In BLW you give your baby pieces of fruit and vegetable that are big enough for them to grab and gum at, but not of a size that they are likely to choke on. You do have to be very vigilant if you opt for this method of weaning as there is that risk of choking. Though one of the most well-regarded advocates of this approach (Gill Rapley) works for Unicef, neither Unicef nor the NHS wholly advocate this. Consequently you may find that your Health Visitor has not even heard of the approach, but there are a few out there, and those that do know it tend to be pretty supportive. There are books and websites with information available, and you may find that some mother and toddler groups have people using this method (it seems to be more popular with breast feeders than formula feeders).
Protect yourself during weaning
Baby feeding is a very messy business, and it doesn’t improve very soon. Unfortunately. For the initial few months of solid foods it is worth dressing both yourself and baby in clothes you aren’t that bothered about getting messy. Particularly when you begin moving onto tomato based products. Do not try quickly feeding whilst wearing your interview outfit. No matter how tidy an eater your baby normally is you can guarantee that the time he catapults Bolognese sauce all over you is the day when you’re just quickly feeding him before a night out.
Equally, feeding in rooms where there are carpets is not ideal for the sloppy food stage. Kitchens are the place to be, or even bathrooms.
Textures are quite a difficult thing to get used to for someone who has spent six months living on nothing but milk. So when your baby ‘reverse eats’ (it’s like a special baby magic trick) it isn’t because they’re being awkward. It’s often because the textures are new, and weird. Many children have difficulties with meaty textures in particular. Try giving your baby a new flavour two to three occasions at one stage, and if she’s still refusing it wait a few months.
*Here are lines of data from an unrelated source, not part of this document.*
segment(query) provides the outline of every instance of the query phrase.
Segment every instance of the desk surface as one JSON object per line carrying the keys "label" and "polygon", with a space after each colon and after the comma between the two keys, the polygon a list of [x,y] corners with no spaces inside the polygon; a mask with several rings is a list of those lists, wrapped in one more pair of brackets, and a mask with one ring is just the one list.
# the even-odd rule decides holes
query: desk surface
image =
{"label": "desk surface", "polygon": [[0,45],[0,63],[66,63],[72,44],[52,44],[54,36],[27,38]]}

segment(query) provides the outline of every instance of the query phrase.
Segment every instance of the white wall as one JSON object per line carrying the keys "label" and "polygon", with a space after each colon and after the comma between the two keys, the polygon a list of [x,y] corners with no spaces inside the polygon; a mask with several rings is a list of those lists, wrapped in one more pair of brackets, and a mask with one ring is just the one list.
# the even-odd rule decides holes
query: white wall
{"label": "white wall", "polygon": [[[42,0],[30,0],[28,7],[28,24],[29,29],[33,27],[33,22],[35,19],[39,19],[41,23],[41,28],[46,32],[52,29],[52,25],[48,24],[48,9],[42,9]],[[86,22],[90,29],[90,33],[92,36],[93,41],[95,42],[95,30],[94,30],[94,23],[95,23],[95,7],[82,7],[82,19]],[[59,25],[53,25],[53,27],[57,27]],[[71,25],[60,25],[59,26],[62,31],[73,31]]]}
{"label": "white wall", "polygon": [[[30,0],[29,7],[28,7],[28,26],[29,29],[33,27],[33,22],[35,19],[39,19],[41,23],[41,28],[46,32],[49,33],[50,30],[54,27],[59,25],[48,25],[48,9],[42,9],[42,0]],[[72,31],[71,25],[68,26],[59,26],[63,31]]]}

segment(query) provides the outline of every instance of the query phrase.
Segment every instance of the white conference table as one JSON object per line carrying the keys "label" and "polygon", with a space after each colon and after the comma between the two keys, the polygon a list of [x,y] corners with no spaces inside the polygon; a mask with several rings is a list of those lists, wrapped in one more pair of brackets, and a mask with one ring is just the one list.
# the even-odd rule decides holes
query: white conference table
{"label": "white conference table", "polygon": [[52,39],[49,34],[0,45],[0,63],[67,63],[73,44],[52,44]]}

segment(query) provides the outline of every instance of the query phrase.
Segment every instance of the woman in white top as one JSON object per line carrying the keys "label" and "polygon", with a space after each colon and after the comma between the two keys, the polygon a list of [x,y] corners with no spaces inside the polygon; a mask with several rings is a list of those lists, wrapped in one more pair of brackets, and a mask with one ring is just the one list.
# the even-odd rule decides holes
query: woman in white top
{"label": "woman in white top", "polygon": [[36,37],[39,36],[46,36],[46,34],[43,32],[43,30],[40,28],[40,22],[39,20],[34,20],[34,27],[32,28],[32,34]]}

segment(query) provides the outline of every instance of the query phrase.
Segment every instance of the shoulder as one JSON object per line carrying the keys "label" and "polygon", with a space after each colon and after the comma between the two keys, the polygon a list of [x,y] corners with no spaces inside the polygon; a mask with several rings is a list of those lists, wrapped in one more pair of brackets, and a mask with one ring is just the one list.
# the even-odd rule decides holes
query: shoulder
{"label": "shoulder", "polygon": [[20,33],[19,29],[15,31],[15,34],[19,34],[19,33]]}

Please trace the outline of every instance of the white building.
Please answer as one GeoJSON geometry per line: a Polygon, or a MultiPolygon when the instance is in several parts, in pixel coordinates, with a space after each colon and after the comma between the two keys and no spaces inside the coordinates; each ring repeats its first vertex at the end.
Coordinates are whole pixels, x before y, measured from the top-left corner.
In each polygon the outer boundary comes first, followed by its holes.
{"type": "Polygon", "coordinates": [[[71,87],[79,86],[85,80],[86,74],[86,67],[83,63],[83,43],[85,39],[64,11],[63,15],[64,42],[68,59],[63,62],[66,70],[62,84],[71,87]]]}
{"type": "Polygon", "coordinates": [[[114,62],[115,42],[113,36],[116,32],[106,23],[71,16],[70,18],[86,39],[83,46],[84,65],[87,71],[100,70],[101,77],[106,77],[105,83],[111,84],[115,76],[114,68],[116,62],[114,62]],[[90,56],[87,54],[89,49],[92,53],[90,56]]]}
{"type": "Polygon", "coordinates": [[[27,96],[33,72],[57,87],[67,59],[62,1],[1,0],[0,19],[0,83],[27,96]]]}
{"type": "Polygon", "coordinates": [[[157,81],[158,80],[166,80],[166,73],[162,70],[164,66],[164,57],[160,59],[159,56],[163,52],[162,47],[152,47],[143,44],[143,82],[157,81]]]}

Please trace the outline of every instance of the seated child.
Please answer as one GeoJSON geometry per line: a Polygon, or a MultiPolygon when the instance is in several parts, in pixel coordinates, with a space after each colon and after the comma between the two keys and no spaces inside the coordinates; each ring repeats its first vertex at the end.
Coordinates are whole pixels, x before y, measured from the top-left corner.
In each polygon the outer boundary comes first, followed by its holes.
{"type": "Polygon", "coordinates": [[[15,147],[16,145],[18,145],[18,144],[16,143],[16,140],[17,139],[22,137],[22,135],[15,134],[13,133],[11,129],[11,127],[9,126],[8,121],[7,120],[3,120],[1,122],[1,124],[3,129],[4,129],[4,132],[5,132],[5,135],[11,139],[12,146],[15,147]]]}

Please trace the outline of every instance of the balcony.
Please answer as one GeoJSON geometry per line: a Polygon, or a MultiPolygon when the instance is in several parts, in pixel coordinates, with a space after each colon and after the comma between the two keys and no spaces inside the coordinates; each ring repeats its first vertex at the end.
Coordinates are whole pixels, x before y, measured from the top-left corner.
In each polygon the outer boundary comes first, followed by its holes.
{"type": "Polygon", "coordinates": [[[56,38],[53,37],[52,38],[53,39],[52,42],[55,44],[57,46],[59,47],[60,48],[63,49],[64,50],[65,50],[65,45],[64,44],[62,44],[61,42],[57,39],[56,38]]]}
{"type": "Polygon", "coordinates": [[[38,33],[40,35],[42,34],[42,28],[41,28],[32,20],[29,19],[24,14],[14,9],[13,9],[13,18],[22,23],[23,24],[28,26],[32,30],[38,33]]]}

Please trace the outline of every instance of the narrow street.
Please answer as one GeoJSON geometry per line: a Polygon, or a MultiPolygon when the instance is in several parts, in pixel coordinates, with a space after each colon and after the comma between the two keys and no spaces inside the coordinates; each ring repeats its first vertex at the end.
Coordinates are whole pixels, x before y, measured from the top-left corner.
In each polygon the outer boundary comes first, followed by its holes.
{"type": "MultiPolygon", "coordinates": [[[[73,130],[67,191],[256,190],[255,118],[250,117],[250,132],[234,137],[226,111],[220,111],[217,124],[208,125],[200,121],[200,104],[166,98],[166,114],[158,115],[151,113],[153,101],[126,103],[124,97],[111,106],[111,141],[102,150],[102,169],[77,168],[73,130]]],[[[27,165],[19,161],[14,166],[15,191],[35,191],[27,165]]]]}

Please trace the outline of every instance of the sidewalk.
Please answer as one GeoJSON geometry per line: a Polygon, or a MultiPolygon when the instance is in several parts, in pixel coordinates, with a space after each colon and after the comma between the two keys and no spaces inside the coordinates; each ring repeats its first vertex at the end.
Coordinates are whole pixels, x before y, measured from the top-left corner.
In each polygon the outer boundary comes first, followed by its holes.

All that said it is worth remembering that all babies and toddlers go through a picky stage (though my mother maintains this continues well into the twenties). It can vary from just refusing one type of food right through to just eating one food. In general this kind of stage doesn’t last that long (even the most stubborn child will get fed up of constant banana), and however much food they refuse they’re unlikely to starve themselves. Besides aren’t there times when you’ve fancied living on nothing but chocolate cake?
If you are getting concerned do speak to your GP or Health Visitor. Forcing your child to eat foods they’re refusing is likely to end up in more tears all around. If they are still eating a reasonable variety of foods it is probably easier to ride it out.
Foods to avoid during weaning
Nuts, grapes and other choking hazards, for obvious reasons.
In the UK the Food Standards Agency suggests avoiding soft cheeses (such as brie), and pate until your baby is at least over a year. This is because of the risk of listeria, but different guidelines exist in other countries.